Deaths among people experiencing homelessness in Toronto nearly doubled in 3 years: data

A Toronto advocate who’s also experiencing homelessness is sounding the alarms over a sharp rise in deaths that are happening in the city’s shelter system and on the streets. Shauna Hunt reports.

By Shauna Hunt and Lucas Casaletto

A Toronto homeless advocate is sounding the alarm after a steep increase in deaths happening in the city’s shelter system and the streets.

According to Toronto Public Health (TPH), the number of deaths among unhoused people has nearly doubled in the last three years.

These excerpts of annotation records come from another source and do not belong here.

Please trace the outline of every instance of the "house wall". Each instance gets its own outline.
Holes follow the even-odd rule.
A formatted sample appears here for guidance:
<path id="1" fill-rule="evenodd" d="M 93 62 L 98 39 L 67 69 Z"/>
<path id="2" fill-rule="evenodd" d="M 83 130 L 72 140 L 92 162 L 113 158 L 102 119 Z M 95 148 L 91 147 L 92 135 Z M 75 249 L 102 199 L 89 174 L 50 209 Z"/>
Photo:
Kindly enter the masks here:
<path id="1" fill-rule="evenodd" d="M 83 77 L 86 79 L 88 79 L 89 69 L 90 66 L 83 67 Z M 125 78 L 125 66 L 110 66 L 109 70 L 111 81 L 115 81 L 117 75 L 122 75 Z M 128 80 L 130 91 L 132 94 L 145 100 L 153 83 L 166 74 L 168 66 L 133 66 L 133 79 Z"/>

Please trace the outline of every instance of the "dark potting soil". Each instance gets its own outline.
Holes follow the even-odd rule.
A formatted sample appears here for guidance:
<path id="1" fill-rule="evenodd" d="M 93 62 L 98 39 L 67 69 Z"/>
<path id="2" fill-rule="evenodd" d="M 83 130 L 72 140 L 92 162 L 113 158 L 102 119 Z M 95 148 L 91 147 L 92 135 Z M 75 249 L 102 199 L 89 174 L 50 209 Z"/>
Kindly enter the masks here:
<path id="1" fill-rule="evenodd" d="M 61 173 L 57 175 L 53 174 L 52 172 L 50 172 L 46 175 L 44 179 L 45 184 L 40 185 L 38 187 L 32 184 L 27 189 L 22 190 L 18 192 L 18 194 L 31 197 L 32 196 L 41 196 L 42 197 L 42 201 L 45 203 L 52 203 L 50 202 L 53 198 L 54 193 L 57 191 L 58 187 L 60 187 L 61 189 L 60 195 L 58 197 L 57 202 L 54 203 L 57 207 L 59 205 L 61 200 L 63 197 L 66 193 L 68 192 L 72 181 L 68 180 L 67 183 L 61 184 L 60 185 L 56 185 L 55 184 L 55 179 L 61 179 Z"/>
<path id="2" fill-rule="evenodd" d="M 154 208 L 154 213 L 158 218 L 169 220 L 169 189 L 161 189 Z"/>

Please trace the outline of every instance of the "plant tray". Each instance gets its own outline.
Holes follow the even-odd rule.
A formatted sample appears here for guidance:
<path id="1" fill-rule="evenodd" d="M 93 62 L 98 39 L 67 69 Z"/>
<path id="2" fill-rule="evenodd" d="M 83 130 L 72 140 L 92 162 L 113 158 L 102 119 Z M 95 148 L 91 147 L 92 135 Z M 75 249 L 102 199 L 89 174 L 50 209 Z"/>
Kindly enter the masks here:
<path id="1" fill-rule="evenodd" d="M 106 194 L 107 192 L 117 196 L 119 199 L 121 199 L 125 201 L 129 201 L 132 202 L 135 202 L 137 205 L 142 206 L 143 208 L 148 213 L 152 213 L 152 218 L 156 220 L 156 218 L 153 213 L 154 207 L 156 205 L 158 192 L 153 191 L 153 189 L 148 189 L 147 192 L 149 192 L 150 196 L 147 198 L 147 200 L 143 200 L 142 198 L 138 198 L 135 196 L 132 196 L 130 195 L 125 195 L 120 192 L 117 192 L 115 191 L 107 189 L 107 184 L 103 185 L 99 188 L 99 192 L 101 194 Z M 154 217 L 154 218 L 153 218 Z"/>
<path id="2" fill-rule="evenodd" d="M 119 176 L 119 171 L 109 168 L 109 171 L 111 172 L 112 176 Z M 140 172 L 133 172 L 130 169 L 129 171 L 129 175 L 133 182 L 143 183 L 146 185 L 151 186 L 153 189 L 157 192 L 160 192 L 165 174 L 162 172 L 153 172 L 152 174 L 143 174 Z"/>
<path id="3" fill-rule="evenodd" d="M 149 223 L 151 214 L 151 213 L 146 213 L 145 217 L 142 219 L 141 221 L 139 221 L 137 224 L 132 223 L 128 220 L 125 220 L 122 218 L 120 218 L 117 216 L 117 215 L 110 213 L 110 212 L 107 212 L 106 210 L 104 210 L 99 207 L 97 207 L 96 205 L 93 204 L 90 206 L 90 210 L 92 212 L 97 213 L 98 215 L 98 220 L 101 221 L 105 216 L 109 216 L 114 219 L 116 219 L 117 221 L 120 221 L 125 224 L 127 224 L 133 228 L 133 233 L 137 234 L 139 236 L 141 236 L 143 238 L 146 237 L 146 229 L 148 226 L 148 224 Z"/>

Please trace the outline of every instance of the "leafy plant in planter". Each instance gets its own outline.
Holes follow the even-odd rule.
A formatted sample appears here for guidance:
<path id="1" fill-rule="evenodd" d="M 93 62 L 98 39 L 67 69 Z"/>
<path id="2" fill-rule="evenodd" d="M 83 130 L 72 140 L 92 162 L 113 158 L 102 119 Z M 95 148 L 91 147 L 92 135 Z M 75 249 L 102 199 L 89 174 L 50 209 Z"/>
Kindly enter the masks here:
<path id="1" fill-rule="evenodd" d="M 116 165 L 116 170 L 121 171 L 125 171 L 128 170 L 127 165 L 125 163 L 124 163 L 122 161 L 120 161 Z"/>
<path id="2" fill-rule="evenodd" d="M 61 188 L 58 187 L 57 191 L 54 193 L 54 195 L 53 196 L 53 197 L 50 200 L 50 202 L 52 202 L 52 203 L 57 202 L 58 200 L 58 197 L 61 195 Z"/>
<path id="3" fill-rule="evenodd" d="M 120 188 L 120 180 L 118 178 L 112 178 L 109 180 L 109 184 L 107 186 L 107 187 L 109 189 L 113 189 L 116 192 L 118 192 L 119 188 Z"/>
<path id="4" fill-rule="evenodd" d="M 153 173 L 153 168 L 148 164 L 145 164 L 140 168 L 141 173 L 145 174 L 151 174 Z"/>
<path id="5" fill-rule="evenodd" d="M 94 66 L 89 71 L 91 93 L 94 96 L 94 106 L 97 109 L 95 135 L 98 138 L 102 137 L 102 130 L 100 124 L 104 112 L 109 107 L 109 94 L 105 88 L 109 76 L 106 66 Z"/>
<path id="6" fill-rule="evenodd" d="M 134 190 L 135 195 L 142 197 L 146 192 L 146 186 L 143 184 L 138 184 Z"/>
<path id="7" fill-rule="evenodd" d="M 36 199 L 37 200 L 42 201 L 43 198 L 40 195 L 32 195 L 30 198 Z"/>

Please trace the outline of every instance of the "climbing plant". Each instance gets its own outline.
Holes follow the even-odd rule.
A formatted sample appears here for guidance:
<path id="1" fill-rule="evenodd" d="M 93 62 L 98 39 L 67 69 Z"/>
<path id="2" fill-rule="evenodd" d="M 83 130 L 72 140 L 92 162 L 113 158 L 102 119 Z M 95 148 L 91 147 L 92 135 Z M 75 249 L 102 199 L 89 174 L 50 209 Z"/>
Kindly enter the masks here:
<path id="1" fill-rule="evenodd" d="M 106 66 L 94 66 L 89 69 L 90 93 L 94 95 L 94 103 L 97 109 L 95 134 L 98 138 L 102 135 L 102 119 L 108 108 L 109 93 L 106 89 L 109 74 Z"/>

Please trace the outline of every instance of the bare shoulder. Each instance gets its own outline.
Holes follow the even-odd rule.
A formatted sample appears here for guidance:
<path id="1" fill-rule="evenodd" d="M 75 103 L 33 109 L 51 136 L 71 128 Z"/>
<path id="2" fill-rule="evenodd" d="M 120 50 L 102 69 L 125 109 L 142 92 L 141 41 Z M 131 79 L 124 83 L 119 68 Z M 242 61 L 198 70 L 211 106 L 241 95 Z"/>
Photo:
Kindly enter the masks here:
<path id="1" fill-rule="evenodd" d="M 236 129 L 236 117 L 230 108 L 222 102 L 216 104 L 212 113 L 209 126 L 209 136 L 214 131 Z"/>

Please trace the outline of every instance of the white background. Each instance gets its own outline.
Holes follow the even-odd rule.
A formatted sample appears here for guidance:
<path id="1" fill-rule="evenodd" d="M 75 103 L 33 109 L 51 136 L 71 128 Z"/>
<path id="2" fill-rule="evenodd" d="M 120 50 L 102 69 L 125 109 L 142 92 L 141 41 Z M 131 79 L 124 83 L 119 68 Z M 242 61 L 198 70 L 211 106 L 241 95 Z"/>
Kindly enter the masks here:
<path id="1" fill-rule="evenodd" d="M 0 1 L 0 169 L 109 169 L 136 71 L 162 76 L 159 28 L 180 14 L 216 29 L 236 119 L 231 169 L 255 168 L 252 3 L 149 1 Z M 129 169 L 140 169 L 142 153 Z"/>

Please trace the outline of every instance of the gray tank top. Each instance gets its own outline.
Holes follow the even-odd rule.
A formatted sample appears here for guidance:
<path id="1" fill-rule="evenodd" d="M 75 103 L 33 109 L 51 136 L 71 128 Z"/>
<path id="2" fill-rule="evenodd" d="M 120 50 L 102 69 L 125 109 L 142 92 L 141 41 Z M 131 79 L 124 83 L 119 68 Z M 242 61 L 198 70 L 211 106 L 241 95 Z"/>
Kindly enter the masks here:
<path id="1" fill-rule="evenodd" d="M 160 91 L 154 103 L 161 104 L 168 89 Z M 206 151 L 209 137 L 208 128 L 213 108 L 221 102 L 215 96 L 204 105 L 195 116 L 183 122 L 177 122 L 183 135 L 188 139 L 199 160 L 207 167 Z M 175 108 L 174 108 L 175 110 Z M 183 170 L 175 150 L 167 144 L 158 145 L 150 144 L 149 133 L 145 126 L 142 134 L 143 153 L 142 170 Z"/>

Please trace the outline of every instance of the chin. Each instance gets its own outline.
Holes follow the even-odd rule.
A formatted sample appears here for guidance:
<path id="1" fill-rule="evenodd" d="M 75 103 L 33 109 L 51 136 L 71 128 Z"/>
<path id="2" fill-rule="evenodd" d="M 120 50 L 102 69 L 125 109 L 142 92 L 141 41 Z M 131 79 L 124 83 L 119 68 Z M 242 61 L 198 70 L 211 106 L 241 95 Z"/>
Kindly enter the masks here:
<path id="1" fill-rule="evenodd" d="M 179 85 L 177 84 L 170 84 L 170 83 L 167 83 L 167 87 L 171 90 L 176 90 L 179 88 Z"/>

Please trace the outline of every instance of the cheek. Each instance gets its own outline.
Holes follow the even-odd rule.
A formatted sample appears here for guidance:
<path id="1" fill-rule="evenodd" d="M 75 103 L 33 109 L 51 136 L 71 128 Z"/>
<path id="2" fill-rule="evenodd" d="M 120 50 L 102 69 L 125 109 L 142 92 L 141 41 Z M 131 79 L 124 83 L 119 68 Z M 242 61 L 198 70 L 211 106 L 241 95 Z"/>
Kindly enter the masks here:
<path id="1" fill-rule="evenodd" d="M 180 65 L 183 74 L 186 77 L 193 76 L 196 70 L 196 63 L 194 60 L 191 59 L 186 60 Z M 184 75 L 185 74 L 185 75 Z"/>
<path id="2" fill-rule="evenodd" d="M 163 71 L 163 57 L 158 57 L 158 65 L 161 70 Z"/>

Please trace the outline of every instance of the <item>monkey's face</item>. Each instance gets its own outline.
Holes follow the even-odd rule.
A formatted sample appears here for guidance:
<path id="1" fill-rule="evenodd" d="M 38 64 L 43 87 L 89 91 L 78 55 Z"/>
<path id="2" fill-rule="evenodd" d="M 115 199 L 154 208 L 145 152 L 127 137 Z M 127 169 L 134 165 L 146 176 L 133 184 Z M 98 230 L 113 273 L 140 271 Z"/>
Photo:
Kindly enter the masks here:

A man who’s an advocate for those experiencing homelessness says the shelter he’s staying at is on track to hit 200 deaths this year.

Gru tells CityNews he’s been living in a downtown Toronto shelter for the last 17 months but has been unhoused for nearly a decade. He says he spends much of his time advocating for himself and on behalf of the almost 10,000 people in Toronto experiencing homelessness.

“I figured I could live out of a tent for a couple of months, build up enough money do first and last, furnish a place and everything else. Nine years later [and nothing],” Gru says, noting a shift in shelters and on the streets.

He says he knows at least two people personally who died recently.

RELATED: Youth-specific strategy needed to combat homelessness in Toronto

“The news travels fast because there is a massive community,” Gru says

According to the TPH data, there has been a rapid spike in unhoused people dying. In 2019, the City of Toronto reported 128 deaths among people experiencing homelessness. That figure rose to 144 a year later and reached 221 deaths in 2021.

In the last six months, 92 people have died with more than half of those deaths attributed to drug toxicity.

“People are using [drugs] to survive their day-to-day struggle,” Gru says.

“They find what they’re using, the substances they’re using, is not what they anticipated.”

A TPH spokesperson tells CityNews it has integrated “harm reduction” into City-based shelters and expanded extensive mental health supports to 12 shelter hotels. They said the City will continue to advocate for expanding these critical and necessary services.

City of Toronto’s decision to clear encampments an issue: advocate

Gru says the drug poisoning crisis is just a piece of the puzzle. He says he believes the red-hot real estate market and affordable housing crisis create a wave of poverty. Gru adds the City’s decision to clear parks of homeless encampments has pushed people into isolation.

“I am not saying that encampments are an ideal place for anybody to live in,” he says.

“I am saying that people found a sense of community there that we were then able in those spaces to help keep each other alive.”

City of Toronto bylaws currently prohibits anyone from setting up a tent or structure, camping or occupying a park for non-recreational purposes.

Mayor John Tory strongly advocates keeping Toronto’s parks clear of encampments. Tory has said on several occasions that encampments are unsafe, unhealthy and illegal.

“We’ve made strenuous efforts in all these different locations to find indoor housing for the people affected who are experiencing homelessness, and those efforts will continue,” he said in June.

Police remove encampment supporters as they clear Lamport Stadium Park homeless encampment in Toronto on Wednesday, July 21, 2021. THE CANADIAN PRESS/Chris Young

Encampments have become frequent during the pandemic as more shelter users took to the streets, citing safety concerns and COVID-19 outbreaks in shelters.

In July 2021, city officials came under heavy criticism after an attempt to evict people from a homeless encampment at Toronto’s Lamport Stadium Park led to violent clashes with police.

A total of 26 people were arrested, and 30 structures were removed from that encampment.

As we head into a new era at Toronto city hall with a municipal election in full swing, Gru is calling on the next group of leaders to take the time to consult with people experiencing homelessness to help get a handle on this crisis.